INSERT INTO mytable(Date,Toronto,Cairo,Zagreb,Ankara) VALUES ('20180801','Rain','Sun','Clouds','Sun');
INSERT INTO mytable(Date,Toronto,Cairo,Zagreb,Ankara) VALUES ('20180802','Sun','Sun','Clouds','Sun');
INSERT INTO mytable(Date,Toronto,Cairo,Zagreb,Ankara) VALUES ('20180803','Rain','Sun','Clouds','Rain');
INSERT INTO mytable(Date,Toronto,Cairo,Zagreb,Ankara) VALUES ('20180804','Clouds','Sun','Clouds','Clouds');
INSERT INTO mytable(Date,Toronto,Cairo,Zagreb,Ankara) VALUES ('20180805','Rain','Clouds','Rain','Rain');
INSERT INTO mytable(Date,Toronto,Cairo,Zagreb,Ankara) VALUES ('20180806','Rain','Sun','Sun','Sun');

with cte as (
        select
              date, city, weather
        FROM (
              SELECT * from mytable
             ) AS cp
        UNPIVOT (
                  Weather FOR City IN (Toronto, Cairo, Zagreb, Ankara)
            ) AS up
    )

select 
        date, city, weather, datediff(day,ca.prior,cte.date)+1 as daysPresent
from cte
cross apply (
    select min(prev.date) as prior
    from cte as prev 
    where prev.city = cte.city
    and prev.date between dateadd(day,-4,cte.date) and dateadd(day,0,cte.date)
    and prev.weather = cte.weather
    ) ca

order by city,date

Output:

However, what I'm trying now is to keep counting "daysPresent" up even after those five past days in question. Meaning that the last marked row in the output sample should show 6. The logic being to increase the previous number by the count of days between them if there is less than 5 days of a gap between them. If there has not been the same weather in the past 5 days, go back to 1.

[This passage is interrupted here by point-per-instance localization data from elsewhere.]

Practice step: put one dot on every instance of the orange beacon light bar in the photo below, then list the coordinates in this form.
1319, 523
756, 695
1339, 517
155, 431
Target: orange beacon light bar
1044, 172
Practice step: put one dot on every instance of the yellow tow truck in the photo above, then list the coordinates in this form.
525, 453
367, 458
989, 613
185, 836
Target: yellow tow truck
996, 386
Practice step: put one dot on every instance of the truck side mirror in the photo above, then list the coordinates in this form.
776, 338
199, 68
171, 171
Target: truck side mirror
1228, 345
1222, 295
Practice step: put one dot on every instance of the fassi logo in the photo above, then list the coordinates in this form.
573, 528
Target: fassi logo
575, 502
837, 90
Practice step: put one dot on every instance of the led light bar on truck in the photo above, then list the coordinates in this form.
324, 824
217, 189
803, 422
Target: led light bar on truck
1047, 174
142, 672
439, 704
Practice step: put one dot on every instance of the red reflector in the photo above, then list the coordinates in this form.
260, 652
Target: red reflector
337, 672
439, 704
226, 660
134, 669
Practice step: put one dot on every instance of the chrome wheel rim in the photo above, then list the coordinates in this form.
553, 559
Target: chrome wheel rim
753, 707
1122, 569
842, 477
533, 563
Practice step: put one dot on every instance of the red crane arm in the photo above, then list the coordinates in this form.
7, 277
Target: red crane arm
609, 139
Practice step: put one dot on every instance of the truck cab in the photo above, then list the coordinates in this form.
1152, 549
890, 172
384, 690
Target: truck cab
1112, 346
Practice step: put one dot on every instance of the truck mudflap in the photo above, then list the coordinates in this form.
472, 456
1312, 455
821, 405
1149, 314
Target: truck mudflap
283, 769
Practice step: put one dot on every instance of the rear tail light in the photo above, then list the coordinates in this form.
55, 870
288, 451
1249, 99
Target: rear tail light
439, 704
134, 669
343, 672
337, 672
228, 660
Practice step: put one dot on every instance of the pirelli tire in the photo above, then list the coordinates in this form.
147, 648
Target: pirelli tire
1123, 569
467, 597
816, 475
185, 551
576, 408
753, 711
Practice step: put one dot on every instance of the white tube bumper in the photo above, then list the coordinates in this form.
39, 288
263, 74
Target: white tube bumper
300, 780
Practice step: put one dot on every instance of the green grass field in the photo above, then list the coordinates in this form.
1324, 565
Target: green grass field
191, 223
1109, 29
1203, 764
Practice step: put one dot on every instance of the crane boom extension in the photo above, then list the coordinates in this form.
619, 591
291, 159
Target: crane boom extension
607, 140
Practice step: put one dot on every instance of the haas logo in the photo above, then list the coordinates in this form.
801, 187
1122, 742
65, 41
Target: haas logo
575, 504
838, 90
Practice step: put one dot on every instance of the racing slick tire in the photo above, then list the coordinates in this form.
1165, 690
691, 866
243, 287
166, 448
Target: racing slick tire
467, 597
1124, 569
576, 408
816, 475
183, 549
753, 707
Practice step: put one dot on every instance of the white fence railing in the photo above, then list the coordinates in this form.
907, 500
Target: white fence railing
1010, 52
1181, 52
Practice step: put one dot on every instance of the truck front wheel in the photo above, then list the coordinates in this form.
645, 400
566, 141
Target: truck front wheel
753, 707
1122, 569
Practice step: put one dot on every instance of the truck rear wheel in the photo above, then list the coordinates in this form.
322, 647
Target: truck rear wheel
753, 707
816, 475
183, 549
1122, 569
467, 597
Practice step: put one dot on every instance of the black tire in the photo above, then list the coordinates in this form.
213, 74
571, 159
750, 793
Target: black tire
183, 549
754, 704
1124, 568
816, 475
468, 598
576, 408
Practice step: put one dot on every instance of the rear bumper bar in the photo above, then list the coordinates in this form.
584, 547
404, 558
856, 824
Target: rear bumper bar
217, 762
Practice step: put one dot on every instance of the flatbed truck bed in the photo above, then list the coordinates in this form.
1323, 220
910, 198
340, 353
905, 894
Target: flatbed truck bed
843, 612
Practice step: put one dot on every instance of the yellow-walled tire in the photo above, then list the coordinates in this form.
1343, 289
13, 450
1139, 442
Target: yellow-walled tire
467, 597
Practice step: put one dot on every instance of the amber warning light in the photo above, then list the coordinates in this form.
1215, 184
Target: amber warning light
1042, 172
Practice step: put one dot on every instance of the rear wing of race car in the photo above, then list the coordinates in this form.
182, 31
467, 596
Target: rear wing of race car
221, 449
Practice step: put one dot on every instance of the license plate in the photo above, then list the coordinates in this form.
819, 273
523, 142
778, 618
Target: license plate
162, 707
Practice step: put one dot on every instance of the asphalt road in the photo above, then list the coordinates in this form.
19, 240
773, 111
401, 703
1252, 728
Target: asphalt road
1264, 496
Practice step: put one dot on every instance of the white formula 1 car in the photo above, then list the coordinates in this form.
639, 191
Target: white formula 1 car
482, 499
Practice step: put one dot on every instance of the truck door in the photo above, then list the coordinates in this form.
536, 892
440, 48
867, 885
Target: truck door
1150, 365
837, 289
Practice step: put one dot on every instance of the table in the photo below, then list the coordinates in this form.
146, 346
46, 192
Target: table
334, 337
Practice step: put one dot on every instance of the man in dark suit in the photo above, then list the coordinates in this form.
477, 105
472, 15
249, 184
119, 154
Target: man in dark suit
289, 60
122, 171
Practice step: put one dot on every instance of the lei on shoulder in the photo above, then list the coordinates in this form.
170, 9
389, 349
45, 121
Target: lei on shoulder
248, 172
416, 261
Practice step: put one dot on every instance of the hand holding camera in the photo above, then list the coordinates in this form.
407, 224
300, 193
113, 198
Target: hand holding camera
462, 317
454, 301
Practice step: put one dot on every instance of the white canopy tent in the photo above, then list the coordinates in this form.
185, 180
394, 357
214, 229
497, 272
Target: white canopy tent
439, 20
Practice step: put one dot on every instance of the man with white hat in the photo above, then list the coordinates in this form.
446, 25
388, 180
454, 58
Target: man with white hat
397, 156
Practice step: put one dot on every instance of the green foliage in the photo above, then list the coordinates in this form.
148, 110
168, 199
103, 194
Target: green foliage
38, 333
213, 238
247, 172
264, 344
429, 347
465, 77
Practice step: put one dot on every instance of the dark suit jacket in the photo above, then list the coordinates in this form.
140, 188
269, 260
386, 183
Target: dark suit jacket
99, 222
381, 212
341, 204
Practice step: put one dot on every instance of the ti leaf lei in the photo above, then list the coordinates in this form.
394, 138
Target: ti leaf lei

I experimented with LEAD and LAG but cannot get it to work. Is it even the right way to add another layer to it or would the query need to look different entirely?

I'm a but puzzled.

回答1:

You have a major problem with your data structure. The values should be in rows, not columns. So, start with:

select d.dte, v.*from data d cross apply
     (values ('Toronto', Toronto), ('Cairo', Cairo), . . .
     ) v(city, val)
where d.date >= dateadd(day, -5, getdate());

From there, we can use the window function first_value() (or last_value()) to get the most recent reading. The rest is just aggregation by city:

with d as (
      select d.dte, v.*,
             first_value(v.val) over (partition by v.city order by d.dte desc) as last_val
      from data d cross apply
           (values ('Toronto', Toronto), ('Cairo', Cairo), . . .
           ) v(city, val)
      where d.date >= dateadd(day, -5, getdate())
     )
select city, datediff(day, min(dte), getdate()) + 1
from d
where val = last_val
group by city;

This gives you the information you want, in rows rather than columns. You can re-pivot if you really want. But I advise you to keep the data with city data in different rows.